A Bayesian approach for predicting RNA secondary structure that addresses the following three open issues is described: (1) the need for a representation of the full ensemble of probable structures; (2) the need to specify a fixed set of energy parameters; (3) the desire to make statistical inferences on all variables in the problem. It has recently been shown that Bayesian inference can be employed to relax or eliminate the need to specify the parameters of bioinformatics recursive algorithms and to give a statistical representation of the full ensemble of probable solutions with the incorporation of uncertainty in parameter values. In this paper, we make an initial exploration of these potential advantages of the Bayesian approach. We present a Bayesian algorithm that is based on stacking energy rules but relaxes the need to specify the parameters. The algorithm returns the exact posterior distribution of the number of destabilizing loops, stacking energy matrices, and secondary structures. The algorithm generates statistically representative structures from the full ensemble of probable secondary structures in exact proportion to the posterior probabilities. Once the forward recursions for the algorithm are completed, the backward recursive sampling executes in O(n) time, providing a very efficient approach for generating representative structures. We demonstrate the utility of the Bayesian approach with several tRNA sequences. The potential of the approach for predicting RNA secondary structures and presenting alternative structures is illustrated with applications to the Escherichia coli tRNAAla sequence and the Xenopus laevis oocyte 5S rRNA sequence.

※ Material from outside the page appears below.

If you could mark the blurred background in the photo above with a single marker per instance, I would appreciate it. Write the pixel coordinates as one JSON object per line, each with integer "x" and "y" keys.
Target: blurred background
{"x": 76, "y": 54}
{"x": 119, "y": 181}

[2] A statistical sampling algorithm for RNA secondary structure prediction
Ye Ding and Charles E. Lawrence
Nucleic Acids Research, 2003, Vol. 31, No. 24 7280-7301

An RNA molecule, particularly a long-chain mRNA, may exist as a population of structures. Further more, multiple structures have been demonstrated to play important functional roles. Thus, a representation of the ensemble of probable structures is of interest. We present a statistical algorithm to sample rigorously and exactly from the Boltzmann ensemble of secondary structures. The forward step of the algorithm computes the equilibrium partition functions of RNA secondary structures with recent thermodynamic parameters. Using conditional probabilities computed with the partition functions in a recursive sampling process, the backward step of the algorithm quickly generates a statistically representative sample of structures. With cubic run time for the forward step, quadratic run time in the worst case for the sampling step, and quadratic storage, the algorithm is efficient for broad applicability. We demonstrate that, by classifying sampled structures, the algorithm enables a statistical delineation and representation of the Boltzmann ensemble. Applications of the algorithm show that alternative biological structures are revealed through sampling. Statistical sampling provides a means to estimate the probability of any structural motif, with or without constraints. For example, the algorithm enables probability profiling of single-stranded regions in RNA secondary structure. Probability profiling for specific loop types is also illustrated. By overlaying probability profiles, a mutual accessibility plot can be displayed for predicting RNA:RNA interactions. Boltzmann probability-weighted density of states and free energy distributions of sampled structures can be readily computed. We show that a sample of moderate size from the ensemble of an enormous number of possible structures is sufficient to guarantee statistical reproducibility in the estimates of typical sampling statistics. Our applications suggest that the sampling algorithm may be well suited to prediction of mRNA structure and target accessibility. The algorithm is applicable to the rational design of small interfering RNAs (siRNAs), antisense oligonucleotides, and trans-cleaving ribozymes in gene knock-down studies.